Em outubro, o Datafolha perguntou aos brasileiros se eles votariam em Obama ou no rival dele, o republicano John McCain, em uma disputa presidencial brasileira; e o resultado deu Obama, mas só porque o rosto dele é mais popular, alertam os analistas do instituto.

Lula

“Em muitos termos, Lula [o presidente Luiz Inácio Lula da Silva] é o nosso Obama”. afirma o pesquisador Alberto Carlos Almeida, o autor dos livros “A Cabeça do Brasileiro” e “A Cabeça do Eleitor”. Segundo Almeida, em termos eleitorais, a diferença é que, enquanto nos EUA um candidato tem praticamente uma única chance, Lula disputou o cargo quatro vezes, acabando aos poucos com as barreiras do desconhecimento e do preconceito.

Para Almeida, o principal motivo pelo qual o caminho para o Palácio do Planalto é mais longo que o caminho para a Casa Branca é que, nos EUA, as primárias dos partidos tornam os dois candidatos conhecidos na mesma medida. “Lá, eles largam do mesmo ponto, quando começa a corrida em si. No Brasil, não.”

Por isso, conclui Almeida, para ser eleito no Brasil, Obama teria que passar por um processo de construção de imagem similar ao encarado por Lula.
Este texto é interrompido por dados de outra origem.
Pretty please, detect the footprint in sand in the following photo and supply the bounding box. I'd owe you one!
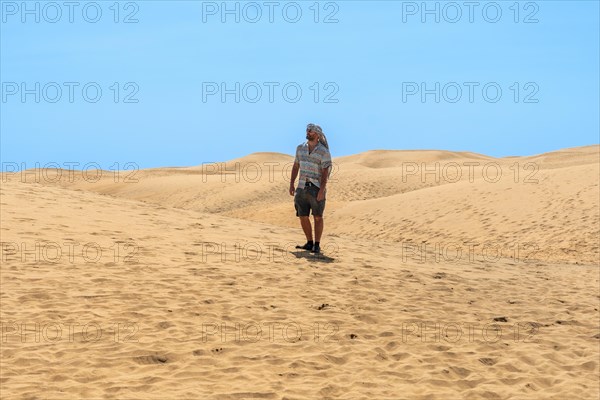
[134,354,169,365]
[479,358,496,366]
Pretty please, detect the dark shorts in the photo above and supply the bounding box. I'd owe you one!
[294,185,326,217]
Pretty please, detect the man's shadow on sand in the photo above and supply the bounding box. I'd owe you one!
[290,250,336,263]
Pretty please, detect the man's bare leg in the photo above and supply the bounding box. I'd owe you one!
[300,216,313,241]
[314,216,323,243]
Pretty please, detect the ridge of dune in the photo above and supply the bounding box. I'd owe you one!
[186,152,294,170]
[1,175,599,399]
[335,149,495,168]
[511,145,600,169]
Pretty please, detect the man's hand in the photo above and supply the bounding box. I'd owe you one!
[317,189,325,202]
[289,183,295,196]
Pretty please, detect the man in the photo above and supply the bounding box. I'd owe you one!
[289,123,332,254]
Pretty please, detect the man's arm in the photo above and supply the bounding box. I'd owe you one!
[289,161,299,196]
[317,167,329,201]
[319,167,328,191]
[318,149,332,200]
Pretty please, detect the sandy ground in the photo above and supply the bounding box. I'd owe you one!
[1,145,598,399]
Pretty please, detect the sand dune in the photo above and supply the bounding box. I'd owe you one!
[20,145,600,264]
[328,161,599,264]
[1,145,598,399]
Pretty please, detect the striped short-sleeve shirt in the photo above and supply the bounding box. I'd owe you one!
[294,141,332,189]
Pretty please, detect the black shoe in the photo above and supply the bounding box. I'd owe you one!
[295,242,313,251]
[310,243,321,254]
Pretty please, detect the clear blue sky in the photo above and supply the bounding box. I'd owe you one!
[1,0,599,169]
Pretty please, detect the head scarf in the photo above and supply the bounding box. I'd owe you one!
[307,123,329,150]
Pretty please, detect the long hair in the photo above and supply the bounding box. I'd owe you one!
[307,123,331,178]
[318,132,329,150]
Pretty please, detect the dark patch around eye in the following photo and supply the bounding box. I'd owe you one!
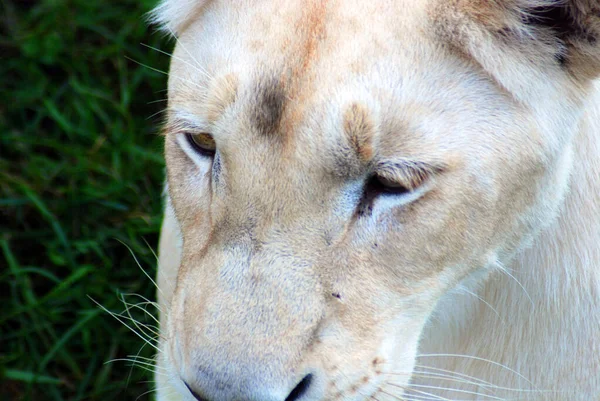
[357,180,378,217]
[212,152,222,186]
[252,78,286,136]
[357,176,410,217]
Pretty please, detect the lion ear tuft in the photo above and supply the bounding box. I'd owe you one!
[148,0,209,36]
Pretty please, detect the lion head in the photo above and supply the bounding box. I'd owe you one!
[151,1,600,400]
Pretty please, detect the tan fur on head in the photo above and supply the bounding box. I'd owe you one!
[343,104,376,163]
[151,1,600,400]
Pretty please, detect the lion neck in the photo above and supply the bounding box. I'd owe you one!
[520,89,600,307]
[417,83,600,395]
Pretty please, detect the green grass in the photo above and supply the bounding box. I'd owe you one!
[1,1,173,399]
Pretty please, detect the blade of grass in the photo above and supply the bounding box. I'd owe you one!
[3,369,63,385]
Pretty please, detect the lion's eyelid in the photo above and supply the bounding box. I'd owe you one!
[166,111,211,136]
[374,159,445,191]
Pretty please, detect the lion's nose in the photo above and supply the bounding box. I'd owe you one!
[185,382,208,401]
[285,374,313,401]
[183,373,314,401]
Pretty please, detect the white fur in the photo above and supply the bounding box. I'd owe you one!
[417,80,600,399]
[148,0,208,34]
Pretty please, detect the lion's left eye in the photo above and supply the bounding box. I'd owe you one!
[185,133,216,157]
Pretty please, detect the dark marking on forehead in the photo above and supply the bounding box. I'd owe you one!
[252,78,286,136]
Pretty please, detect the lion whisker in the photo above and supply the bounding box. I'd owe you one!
[388,371,498,395]
[90,297,162,353]
[143,237,176,302]
[378,387,409,400]
[119,295,162,323]
[117,239,164,299]
[135,385,164,401]
[413,365,500,389]
[121,296,162,315]
[147,97,169,105]
[126,354,159,363]
[146,107,170,121]
[415,355,535,387]
[108,358,168,371]
[494,260,534,309]
[115,302,163,339]
[413,365,554,394]
[124,56,205,91]
[166,26,215,83]
[458,287,504,323]
[402,383,506,400]
[141,42,213,81]
[111,309,162,341]
[126,341,155,386]
[385,383,450,401]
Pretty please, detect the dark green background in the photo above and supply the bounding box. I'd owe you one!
[1,0,172,399]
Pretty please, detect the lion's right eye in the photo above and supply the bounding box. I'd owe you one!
[369,175,410,196]
[356,175,412,217]
[185,133,216,157]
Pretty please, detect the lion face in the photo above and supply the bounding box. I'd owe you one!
[155,1,600,400]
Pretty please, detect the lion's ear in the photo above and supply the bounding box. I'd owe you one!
[148,0,210,36]
[522,1,600,80]
[435,1,600,95]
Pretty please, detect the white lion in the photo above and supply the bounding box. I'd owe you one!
[150,1,600,400]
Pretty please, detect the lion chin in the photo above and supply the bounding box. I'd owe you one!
[148,1,600,400]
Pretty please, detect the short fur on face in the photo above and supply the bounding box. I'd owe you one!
[150,1,600,400]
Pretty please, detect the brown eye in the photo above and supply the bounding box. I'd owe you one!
[185,133,216,157]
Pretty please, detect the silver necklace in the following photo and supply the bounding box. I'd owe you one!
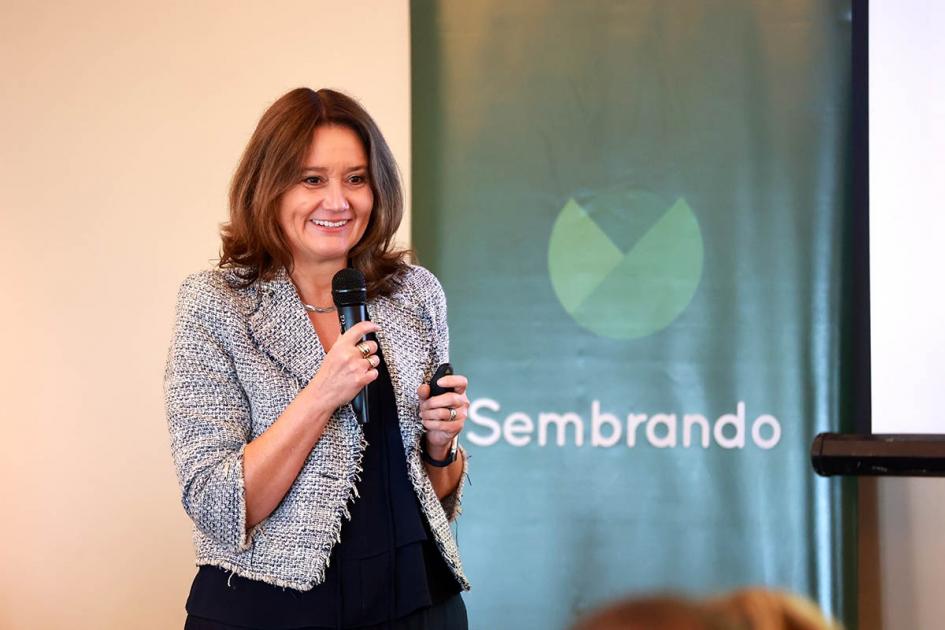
[302,303,336,313]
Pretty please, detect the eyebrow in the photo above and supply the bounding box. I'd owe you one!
[301,165,368,173]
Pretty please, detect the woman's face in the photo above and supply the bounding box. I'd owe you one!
[278,124,374,270]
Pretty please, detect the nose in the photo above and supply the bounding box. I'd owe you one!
[322,180,350,212]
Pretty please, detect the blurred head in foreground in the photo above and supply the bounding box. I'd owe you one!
[571,589,842,630]
[706,588,843,630]
[571,595,733,630]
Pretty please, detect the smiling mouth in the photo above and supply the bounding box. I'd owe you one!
[310,219,350,228]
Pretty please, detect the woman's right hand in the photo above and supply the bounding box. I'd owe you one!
[242,320,380,530]
[303,320,381,414]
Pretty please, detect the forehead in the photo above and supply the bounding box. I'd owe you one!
[303,124,367,166]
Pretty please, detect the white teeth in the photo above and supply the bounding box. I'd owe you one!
[311,219,349,228]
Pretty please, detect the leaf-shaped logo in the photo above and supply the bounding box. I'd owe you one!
[548,189,703,339]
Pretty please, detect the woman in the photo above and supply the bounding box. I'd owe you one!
[165,88,470,629]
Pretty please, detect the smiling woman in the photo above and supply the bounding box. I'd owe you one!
[220,88,406,297]
[165,88,471,629]
[277,125,375,276]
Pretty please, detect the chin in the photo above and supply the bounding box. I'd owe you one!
[304,247,353,265]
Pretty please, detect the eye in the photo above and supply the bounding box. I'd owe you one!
[348,174,368,185]
[303,175,324,186]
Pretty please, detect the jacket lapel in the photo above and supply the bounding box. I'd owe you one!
[245,269,429,442]
[371,294,428,449]
[247,268,325,387]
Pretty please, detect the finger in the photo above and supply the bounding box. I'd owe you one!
[341,321,379,341]
[417,383,431,401]
[366,355,380,369]
[351,341,377,359]
[435,374,468,394]
[358,368,379,387]
[419,406,467,423]
[425,392,468,411]
[419,407,449,422]
[421,417,465,434]
[354,340,377,354]
[352,340,379,357]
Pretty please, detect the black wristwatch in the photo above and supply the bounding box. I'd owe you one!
[421,436,459,467]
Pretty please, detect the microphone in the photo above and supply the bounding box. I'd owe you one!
[332,268,371,425]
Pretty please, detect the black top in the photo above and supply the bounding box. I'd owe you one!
[186,351,460,629]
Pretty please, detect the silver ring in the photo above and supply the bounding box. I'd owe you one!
[448,407,457,422]
[356,342,371,359]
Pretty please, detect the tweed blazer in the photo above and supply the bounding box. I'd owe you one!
[165,264,469,591]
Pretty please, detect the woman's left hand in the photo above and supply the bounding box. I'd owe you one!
[417,374,469,458]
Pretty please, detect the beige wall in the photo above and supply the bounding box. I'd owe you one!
[859,478,945,630]
[0,2,409,628]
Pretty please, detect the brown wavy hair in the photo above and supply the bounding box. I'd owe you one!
[219,88,410,296]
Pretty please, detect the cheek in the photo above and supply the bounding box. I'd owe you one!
[355,215,372,241]
[275,207,291,236]
[277,192,300,227]
[357,191,374,225]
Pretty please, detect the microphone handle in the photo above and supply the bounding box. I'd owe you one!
[337,303,372,424]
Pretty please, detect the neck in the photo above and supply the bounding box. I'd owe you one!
[289,258,347,307]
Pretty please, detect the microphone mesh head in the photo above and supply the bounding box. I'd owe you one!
[332,268,367,306]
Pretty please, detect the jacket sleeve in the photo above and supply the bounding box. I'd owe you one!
[419,267,467,521]
[425,267,450,369]
[164,274,255,551]
[439,445,469,521]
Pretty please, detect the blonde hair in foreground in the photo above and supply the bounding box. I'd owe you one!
[707,588,844,630]
[571,589,843,630]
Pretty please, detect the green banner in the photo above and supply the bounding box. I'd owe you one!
[411,2,855,628]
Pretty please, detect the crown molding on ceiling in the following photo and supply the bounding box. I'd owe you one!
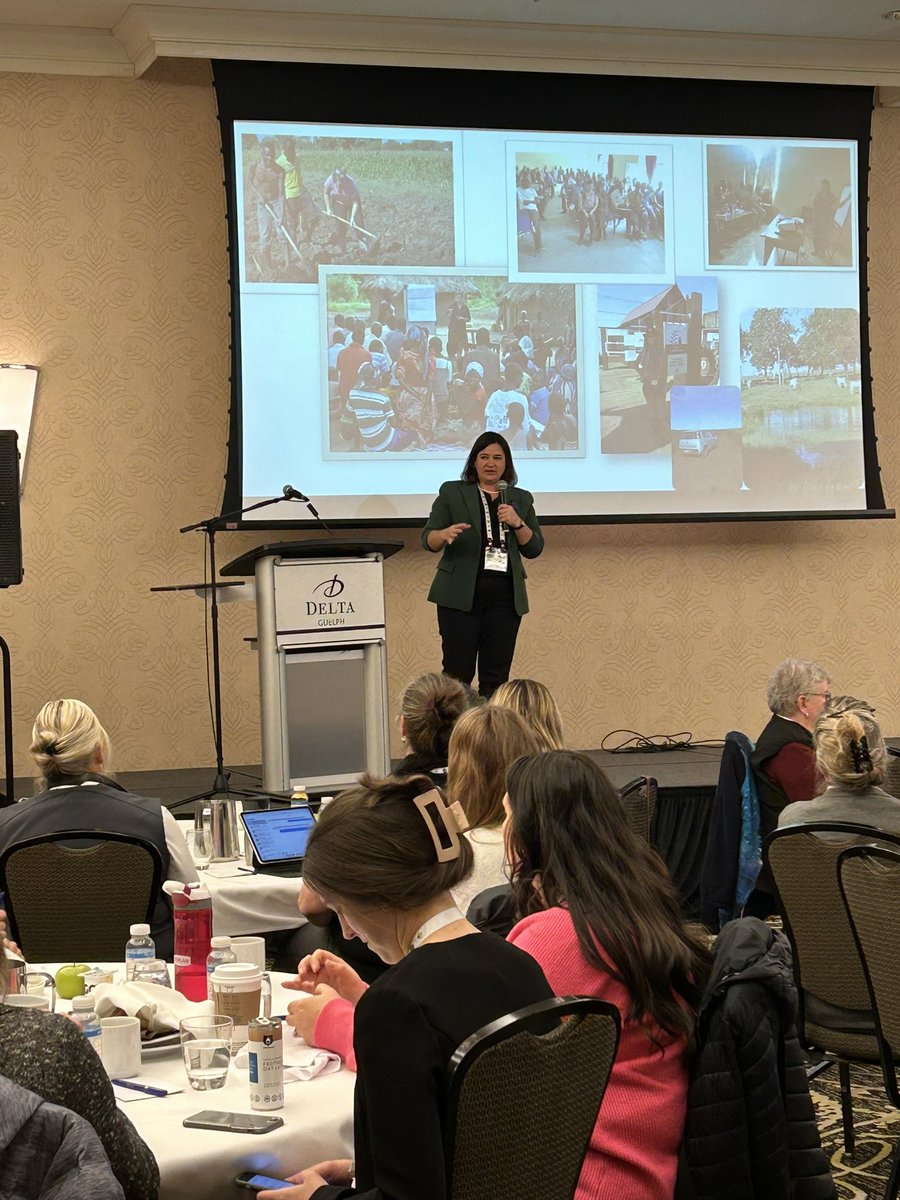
[111,6,900,85]
[1,6,899,86]
[0,24,133,76]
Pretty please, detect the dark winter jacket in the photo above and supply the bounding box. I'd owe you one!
[0,1075,125,1200]
[701,732,762,929]
[682,918,835,1200]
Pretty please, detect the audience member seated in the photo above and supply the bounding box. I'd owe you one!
[502,751,707,1200]
[444,705,539,916]
[462,327,502,394]
[0,699,193,959]
[261,773,552,1200]
[0,927,159,1200]
[394,672,469,786]
[746,658,830,918]
[780,703,900,834]
[489,677,565,751]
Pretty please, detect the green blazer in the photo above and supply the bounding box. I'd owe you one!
[421,480,544,616]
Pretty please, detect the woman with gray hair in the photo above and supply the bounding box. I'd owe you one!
[780,706,900,834]
[746,658,831,916]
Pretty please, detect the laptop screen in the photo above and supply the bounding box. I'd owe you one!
[240,806,316,864]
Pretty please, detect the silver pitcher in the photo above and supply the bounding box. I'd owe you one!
[4,955,56,1010]
[196,794,241,863]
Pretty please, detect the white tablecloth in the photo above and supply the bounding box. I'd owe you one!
[203,868,305,938]
[43,966,355,1200]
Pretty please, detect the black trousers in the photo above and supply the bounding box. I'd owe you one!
[437,574,521,699]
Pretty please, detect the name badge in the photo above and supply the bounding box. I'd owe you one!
[483,546,508,573]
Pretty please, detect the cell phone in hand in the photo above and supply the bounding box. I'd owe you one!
[235,1171,293,1190]
[182,1110,285,1134]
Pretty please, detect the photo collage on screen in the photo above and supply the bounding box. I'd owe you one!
[235,123,864,514]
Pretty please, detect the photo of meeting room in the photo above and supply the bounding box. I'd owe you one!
[240,132,457,285]
[598,276,719,455]
[740,306,864,499]
[509,146,673,282]
[706,141,854,269]
[321,267,580,457]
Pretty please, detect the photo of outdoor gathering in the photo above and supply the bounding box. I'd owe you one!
[321,269,580,456]
[511,147,671,279]
[706,140,854,268]
[240,132,457,285]
[740,306,864,497]
[597,277,719,455]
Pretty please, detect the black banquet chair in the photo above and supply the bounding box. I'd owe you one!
[0,829,163,961]
[445,995,620,1200]
[619,775,657,845]
[839,844,900,1200]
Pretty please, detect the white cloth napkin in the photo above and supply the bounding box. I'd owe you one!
[233,1039,341,1083]
[92,981,214,1034]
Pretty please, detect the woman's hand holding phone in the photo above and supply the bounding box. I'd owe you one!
[257,1159,352,1199]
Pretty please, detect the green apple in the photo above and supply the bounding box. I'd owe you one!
[55,963,91,1000]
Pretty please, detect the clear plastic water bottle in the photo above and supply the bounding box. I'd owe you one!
[125,923,156,981]
[72,994,103,1056]
[206,935,237,1000]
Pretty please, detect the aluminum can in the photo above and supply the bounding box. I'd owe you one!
[248,1016,284,1111]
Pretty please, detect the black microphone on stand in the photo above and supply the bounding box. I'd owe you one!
[282,483,334,535]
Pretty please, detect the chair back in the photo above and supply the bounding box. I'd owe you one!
[0,829,163,960]
[446,995,620,1200]
[619,775,657,844]
[839,844,900,1105]
[765,823,900,1032]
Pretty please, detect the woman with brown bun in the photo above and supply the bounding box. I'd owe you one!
[258,773,552,1200]
[394,672,469,787]
[489,677,565,751]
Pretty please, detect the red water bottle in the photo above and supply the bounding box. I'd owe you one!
[162,881,212,1001]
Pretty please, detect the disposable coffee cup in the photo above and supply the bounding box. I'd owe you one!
[229,936,266,973]
[210,963,271,1048]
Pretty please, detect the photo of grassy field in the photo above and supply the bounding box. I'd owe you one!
[241,135,456,285]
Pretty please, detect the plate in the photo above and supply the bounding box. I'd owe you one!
[140,1030,181,1058]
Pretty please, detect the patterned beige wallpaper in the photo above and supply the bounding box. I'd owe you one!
[0,72,896,774]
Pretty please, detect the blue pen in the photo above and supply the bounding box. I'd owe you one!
[112,1079,167,1097]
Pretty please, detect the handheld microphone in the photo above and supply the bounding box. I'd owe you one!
[283,484,310,502]
[497,479,508,499]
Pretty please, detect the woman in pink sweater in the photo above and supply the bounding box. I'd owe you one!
[502,750,709,1200]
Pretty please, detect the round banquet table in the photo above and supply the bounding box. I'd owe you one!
[41,964,355,1200]
[201,865,305,938]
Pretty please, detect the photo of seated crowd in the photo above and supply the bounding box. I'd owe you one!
[240,133,456,285]
[513,149,669,276]
[323,271,580,455]
[706,141,854,268]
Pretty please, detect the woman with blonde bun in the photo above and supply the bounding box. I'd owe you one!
[779,705,900,833]
[0,699,194,957]
[489,677,565,751]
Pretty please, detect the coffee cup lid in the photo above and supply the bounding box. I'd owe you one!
[211,962,261,980]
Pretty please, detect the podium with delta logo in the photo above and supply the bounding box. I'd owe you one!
[221,541,403,793]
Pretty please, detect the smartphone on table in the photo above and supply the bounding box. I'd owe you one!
[235,1171,293,1190]
[182,1110,284,1135]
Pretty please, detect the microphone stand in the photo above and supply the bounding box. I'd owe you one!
[171,492,308,812]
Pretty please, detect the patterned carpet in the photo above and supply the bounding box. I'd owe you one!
[811,1060,899,1199]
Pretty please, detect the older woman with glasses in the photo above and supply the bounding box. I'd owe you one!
[745,657,831,917]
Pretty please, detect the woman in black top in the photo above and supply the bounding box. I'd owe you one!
[259,772,552,1200]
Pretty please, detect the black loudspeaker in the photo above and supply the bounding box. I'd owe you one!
[0,432,23,588]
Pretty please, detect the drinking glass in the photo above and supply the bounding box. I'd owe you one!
[180,1015,234,1090]
[131,958,172,988]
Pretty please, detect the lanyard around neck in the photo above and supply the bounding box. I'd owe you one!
[478,486,506,548]
[410,905,463,950]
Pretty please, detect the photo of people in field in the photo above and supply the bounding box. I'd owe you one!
[510,146,673,281]
[322,269,579,457]
[241,133,457,285]
[706,141,854,269]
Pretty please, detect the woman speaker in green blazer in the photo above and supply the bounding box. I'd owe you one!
[421,431,543,698]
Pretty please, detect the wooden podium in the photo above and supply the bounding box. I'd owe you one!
[221,540,403,793]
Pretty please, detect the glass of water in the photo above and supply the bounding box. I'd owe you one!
[180,1016,234,1090]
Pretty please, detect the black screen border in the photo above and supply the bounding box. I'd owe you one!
[213,59,888,526]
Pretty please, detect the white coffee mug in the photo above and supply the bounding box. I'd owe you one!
[229,936,266,973]
[100,1016,141,1079]
[3,993,50,1011]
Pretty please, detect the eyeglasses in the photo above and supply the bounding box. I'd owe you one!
[803,691,832,705]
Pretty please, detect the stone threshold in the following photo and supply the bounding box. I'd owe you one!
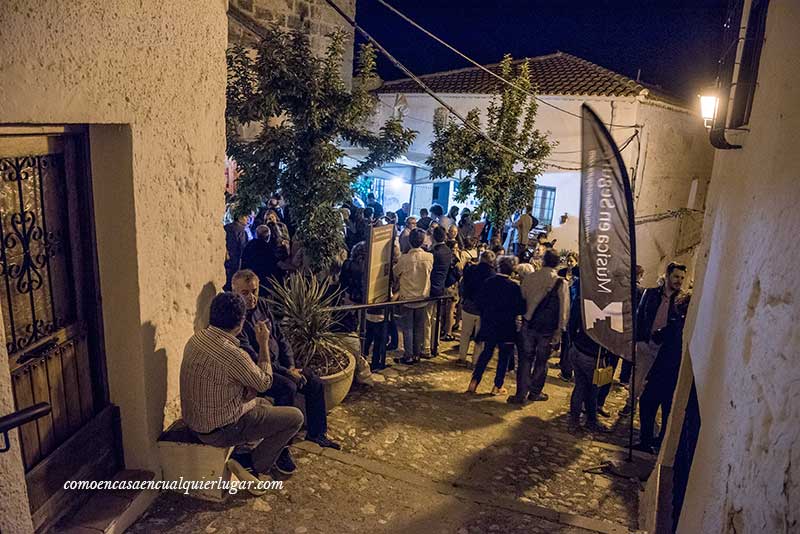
[58,470,158,534]
[292,440,638,534]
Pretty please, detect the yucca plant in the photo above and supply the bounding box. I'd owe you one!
[266,273,353,377]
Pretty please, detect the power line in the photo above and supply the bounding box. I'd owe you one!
[322,0,556,171]
[374,0,641,130]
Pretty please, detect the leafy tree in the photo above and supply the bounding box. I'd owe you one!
[226,27,416,271]
[427,55,554,228]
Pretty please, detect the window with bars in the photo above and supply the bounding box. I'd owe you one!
[532,186,556,228]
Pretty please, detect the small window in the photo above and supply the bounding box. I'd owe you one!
[730,0,769,128]
[532,186,556,228]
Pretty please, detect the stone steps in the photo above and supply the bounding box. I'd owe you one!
[58,470,158,534]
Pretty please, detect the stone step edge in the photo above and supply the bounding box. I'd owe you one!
[60,469,159,534]
[292,441,635,534]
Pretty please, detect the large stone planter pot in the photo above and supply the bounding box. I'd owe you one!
[318,350,356,411]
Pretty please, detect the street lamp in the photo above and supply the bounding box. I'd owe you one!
[699,91,718,129]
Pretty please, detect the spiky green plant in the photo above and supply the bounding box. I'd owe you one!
[266,273,352,376]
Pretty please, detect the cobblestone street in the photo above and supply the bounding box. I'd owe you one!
[130,341,650,534]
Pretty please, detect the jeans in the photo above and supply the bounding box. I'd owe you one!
[197,398,303,473]
[400,305,428,358]
[570,347,600,423]
[387,318,399,350]
[458,311,483,362]
[638,373,678,446]
[264,370,328,438]
[619,359,633,384]
[517,327,554,398]
[364,320,387,367]
[421,302,435,357]
[472,341,514,388]
[443,287,459,336]
[558,330,573,379]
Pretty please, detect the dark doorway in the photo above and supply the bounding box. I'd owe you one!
[0,128,121,531]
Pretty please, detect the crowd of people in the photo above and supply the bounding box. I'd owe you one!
[186,192,690,493]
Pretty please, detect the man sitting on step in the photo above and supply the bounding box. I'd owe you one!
[232,269,341,450]
[180,292,303,493]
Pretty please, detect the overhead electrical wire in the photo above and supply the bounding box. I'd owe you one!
[374,0,641,130]
[233,0,642,174]
[322,0,571,170]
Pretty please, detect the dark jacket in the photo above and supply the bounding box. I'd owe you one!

O consultor de marketing político Chico Santa Rita discorda. Ele, que comandou, no segundo turno, a campanha presidencial de Fernando Collor de Melo, maior exemplo brasileiro de um candidato recém-chegado ao cenário político que conquistou o mais alto posto do país, acha que Obama teria chances no Brasil caso carregasse a mensagem certa no momento certo, assim como ocorreu com Lula e com o próprio Obama agora, nos EUA.

“Obama tem uma mensagem adequada ao momento americano. Com uma guerra que todo o mundo quer que acabe; desemprego altíssimo; crise na economia; vem o cara e diz ‘mudança na qual podemos acreditar’. É realmente muito forte. Lula também era a imagem da mudança no momento certo, e tá aí o torneiro mecânico que é presidente do Brasil. Nesse contexto, não vejo porque o presidente não poderia negro ou mulher.”

Democratas

No exterior, onde circula o estereótipo do Brasil miscigenado, consultores políticos do Partido Democrata apostam que Obama poderia, sim, chegar à Presidência do Brasil. “Eu penso que ele se sairia muito bem. O Brasil tem menos problemas raciais do que os EUA”, afirma Dane Strother, presidente da Strother-Duffy-Strother, empresa que elabora campanhas de mídia para políticos democratas nos EUA.

Obama é carismático, e carisma é algo que se traduz para toda cultura, conclui Stroher.

Onde quer que ele vá, as pessoas são atraídas a ele. Obama é uma celebridade.

Paul Maslin, analista político democrata há 30 anos, sócio da Fairbank, Maslin, Maullin & Associates, sediada em Madison, Estado de Wisconsin, também diz acreditar que o Brasil “seria mais receptivo, por ser multirracial e multicultural”. “Obama é o primeiro candidato a presidente multicultural que tivemos. Pai da África, mãe do Kansas, criado no Havaí e na Indonésia. Ele é o mundo todo.”